Solo la luna tinge di bianco
Il cielo oramai violetto,
tuffandosi nell'oscuro e stanco
fluire del canaletto, mite
tra le schiume che lento
inonda i piedi della vite,
la Chiana, tra fughe di campi e d'orti,
sotto un azzurro sempre più spento,
in brevi orizzonti smorti,
dove a Chiusi, quasi sul greto,
tra timide ombre di ragazzi,
cui il vento lacera ogni segreto,
nei tremendi e vuoti spiazzi,
dolce mia terra muori,
quasi spegnendoti tra gli schiamazzi
nel limbo di inediti colori.
X
Vale a poco quel confessionale,
se da prima non si è pregato
in un pianto colloquiale
da penitenti, o non si è amato,
adesso sotto la croce di spine
mangiata da tarli, nel commiato
della cripta che la sera offende,
che sfuma in una spirale
diafana e dilata, si distende
nel vuoto dei labirinti laterali,
nelle navate, nei sotterranei,
nei chiostri, che lava le strade boreali
che ci scuote. Mediterranei
momenti che la mente pellegrina
di luce propria trafora, momentanei
come le stagioni che in un continuo
fluire deformano il tuo volto,
senza bellezza e discontinuo,
a tratti, davanti allo specchio,
che trapela d'eresia, e come la luna nel secchio
timida dilaga.
XI
Così d'estate o al tempo di vendemmia,
in una voluta di ardori e di presagi,
il corpo tuo offendi in una bestemmia
di atroci coiti giovanili,
sfatto su letti macchiati
di mestruo e di sottili
gemiti mammiferi, vivi di bellezza,
gonfi di volgare vitalità,
che il giorno spegne in contentezza
inappagata, quasi irreale, puerile,
di diabolico splendore
affamata d'istinto nell'aprile
che si sprigiona nel tepore!
XII
Così, dai faraglioni di luci sparsi
Che nel buio si dilatano
In lampi di bianco. immersi
Nel mesto Tirreno riverso
Sotto la volta cobalto,
il corpo tuo è riemerso!
Pallido, timido nell'ignoranza
Di colui che t'osserva quasi straniero
A prua in lontananza
E irrompe di schiume il sentiero,
paonazzo nella sua morte,
che di lena ferisce il veliero
visitandoti al domicilio muto.
Muto oramai da giorni,
dopo il viaggio creduto
facile di partenze e di ritorni;
Lerici, Monterosso,Portofino,
e ancora Camaiore, Pietrasanta
e i dintorni.
Un viaggio ai confini della sera,
bagnato di saliva e di vita,
di fame e d'avventura
- spento-
in preghiera.
Troppo dolce di pallida bellezza
Appari, sotto una luna feroce
Che tutto dilata nell'ebbrezza,
se pur inumana di averti in croce
sulla spiaggia desolata
nei labirinti ventosi, nei caffè, senza voce
che i sé si spegne, nell'isolata
landa versigliese,
placida al tuo cospetto immacolata!
Veramente sei tu?

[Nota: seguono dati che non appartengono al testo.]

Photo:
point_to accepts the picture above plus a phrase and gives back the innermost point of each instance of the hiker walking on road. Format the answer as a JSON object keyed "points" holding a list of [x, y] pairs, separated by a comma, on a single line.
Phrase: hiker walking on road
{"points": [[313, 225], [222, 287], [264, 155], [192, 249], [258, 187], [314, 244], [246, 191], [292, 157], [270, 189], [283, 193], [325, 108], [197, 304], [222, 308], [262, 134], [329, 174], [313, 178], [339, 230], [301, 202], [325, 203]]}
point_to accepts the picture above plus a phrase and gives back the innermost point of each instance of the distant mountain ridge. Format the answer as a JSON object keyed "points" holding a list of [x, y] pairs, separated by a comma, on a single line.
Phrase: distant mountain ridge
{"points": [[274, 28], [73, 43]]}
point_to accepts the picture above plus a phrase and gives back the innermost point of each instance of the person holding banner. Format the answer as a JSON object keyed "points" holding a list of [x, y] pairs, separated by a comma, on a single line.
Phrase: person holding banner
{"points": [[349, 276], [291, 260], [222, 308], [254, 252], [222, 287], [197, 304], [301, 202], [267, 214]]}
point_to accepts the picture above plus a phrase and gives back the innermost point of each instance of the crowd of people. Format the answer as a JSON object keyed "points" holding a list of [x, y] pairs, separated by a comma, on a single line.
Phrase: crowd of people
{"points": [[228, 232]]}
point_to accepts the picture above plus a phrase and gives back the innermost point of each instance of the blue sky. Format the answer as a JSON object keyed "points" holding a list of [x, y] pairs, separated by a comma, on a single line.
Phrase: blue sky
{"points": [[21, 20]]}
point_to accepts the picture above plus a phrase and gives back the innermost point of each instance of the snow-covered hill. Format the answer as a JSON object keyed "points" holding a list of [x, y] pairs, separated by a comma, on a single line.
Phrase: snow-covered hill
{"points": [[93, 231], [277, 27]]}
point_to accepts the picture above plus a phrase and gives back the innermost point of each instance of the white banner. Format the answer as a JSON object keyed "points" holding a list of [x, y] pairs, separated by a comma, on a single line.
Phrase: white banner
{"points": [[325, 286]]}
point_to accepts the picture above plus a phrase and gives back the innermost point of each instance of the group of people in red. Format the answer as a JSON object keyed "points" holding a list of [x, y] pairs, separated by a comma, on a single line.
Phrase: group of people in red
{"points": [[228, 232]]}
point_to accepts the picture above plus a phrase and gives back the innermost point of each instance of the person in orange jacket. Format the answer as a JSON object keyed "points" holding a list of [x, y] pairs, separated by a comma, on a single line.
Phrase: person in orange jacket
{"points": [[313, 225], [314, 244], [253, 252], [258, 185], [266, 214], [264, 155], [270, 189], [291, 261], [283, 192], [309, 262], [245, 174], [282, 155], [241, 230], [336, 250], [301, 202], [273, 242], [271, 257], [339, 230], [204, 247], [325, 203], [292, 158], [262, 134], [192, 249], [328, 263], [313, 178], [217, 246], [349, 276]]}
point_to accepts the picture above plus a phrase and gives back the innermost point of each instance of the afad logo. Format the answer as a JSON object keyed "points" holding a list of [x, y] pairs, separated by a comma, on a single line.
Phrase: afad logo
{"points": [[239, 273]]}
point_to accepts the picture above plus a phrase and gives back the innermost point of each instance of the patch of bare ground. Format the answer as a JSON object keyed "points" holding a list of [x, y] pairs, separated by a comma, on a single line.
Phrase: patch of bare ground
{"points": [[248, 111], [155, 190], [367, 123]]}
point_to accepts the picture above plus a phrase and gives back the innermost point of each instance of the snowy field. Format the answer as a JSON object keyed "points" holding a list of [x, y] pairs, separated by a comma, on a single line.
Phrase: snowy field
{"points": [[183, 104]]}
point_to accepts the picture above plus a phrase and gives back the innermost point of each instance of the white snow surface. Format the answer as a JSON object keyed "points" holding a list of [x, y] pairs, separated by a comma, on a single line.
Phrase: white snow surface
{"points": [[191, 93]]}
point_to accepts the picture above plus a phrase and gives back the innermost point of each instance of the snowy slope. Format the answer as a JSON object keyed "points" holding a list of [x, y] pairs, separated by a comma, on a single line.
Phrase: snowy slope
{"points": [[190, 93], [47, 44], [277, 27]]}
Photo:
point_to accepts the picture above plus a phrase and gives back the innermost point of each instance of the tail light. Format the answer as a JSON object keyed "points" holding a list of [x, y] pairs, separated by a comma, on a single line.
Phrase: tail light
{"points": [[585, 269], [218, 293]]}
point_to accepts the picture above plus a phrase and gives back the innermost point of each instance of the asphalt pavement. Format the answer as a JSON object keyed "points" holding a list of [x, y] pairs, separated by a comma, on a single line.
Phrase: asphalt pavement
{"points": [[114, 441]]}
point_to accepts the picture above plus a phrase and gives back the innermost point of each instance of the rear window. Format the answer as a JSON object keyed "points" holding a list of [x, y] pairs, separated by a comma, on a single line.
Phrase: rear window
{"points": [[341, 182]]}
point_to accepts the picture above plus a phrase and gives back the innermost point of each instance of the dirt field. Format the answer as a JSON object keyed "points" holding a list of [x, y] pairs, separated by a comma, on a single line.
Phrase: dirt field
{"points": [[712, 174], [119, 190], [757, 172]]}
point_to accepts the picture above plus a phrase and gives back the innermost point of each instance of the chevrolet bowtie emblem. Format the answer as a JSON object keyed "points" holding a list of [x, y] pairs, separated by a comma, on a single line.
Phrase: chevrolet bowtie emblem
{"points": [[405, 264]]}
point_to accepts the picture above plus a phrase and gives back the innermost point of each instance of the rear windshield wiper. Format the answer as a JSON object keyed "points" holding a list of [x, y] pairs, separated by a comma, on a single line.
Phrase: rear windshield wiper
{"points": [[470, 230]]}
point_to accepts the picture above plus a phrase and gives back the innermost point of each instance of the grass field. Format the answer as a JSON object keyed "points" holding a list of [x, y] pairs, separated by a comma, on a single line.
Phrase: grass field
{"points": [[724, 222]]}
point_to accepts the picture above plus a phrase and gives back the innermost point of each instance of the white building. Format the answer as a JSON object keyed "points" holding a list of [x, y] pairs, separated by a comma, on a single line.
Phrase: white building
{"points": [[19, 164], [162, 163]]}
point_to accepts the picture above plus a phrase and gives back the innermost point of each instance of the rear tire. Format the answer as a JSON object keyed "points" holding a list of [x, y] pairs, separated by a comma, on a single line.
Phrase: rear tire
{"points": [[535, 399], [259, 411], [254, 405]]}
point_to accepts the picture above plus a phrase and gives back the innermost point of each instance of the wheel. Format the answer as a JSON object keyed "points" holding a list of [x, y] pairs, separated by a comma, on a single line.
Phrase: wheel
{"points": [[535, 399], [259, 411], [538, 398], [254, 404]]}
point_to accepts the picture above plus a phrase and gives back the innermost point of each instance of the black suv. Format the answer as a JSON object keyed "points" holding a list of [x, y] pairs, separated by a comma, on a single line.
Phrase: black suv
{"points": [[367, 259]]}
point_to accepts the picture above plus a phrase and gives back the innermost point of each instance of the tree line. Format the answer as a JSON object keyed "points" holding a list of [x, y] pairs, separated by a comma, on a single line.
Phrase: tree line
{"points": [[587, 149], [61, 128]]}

Veramente:
oh, mio d'Io, sei tu,
lo Shelley! L'amico che più non sente
la brezza accarezzargli il viso,
sorridergli alle membra,
cercandoti ebbro di gotta e di sorriso?
Ma ora tutto ti è nemico,
persino il vento che si scaglia
sul globo celeste dell'universo amico
del tacito e ignaro giorno
che sorge, senza sapere,
pallido come in ogni suo ritorno
al tuo congedo oramai infinito,
vittorioso nell'inumano
lottare con la vita, col viaggio finito,
di colui che ancora tenta di errare.
Oramai arreso,
nella lotta dei flutti in alto mare
Mentre cerchi con gli artigli,
lo provi a parole animali,
e ti aggrappi a qualcosa, t'appigli
minato dal cilicio e punto dai mali
di che muore
nel bianco spumeggiare dei canali,
ove anche la luce di un fiammifero
ti può rendere viva la speranza
perduto nel rosso del sangue mammifero
che dalla vita a gocce traccia la distanza!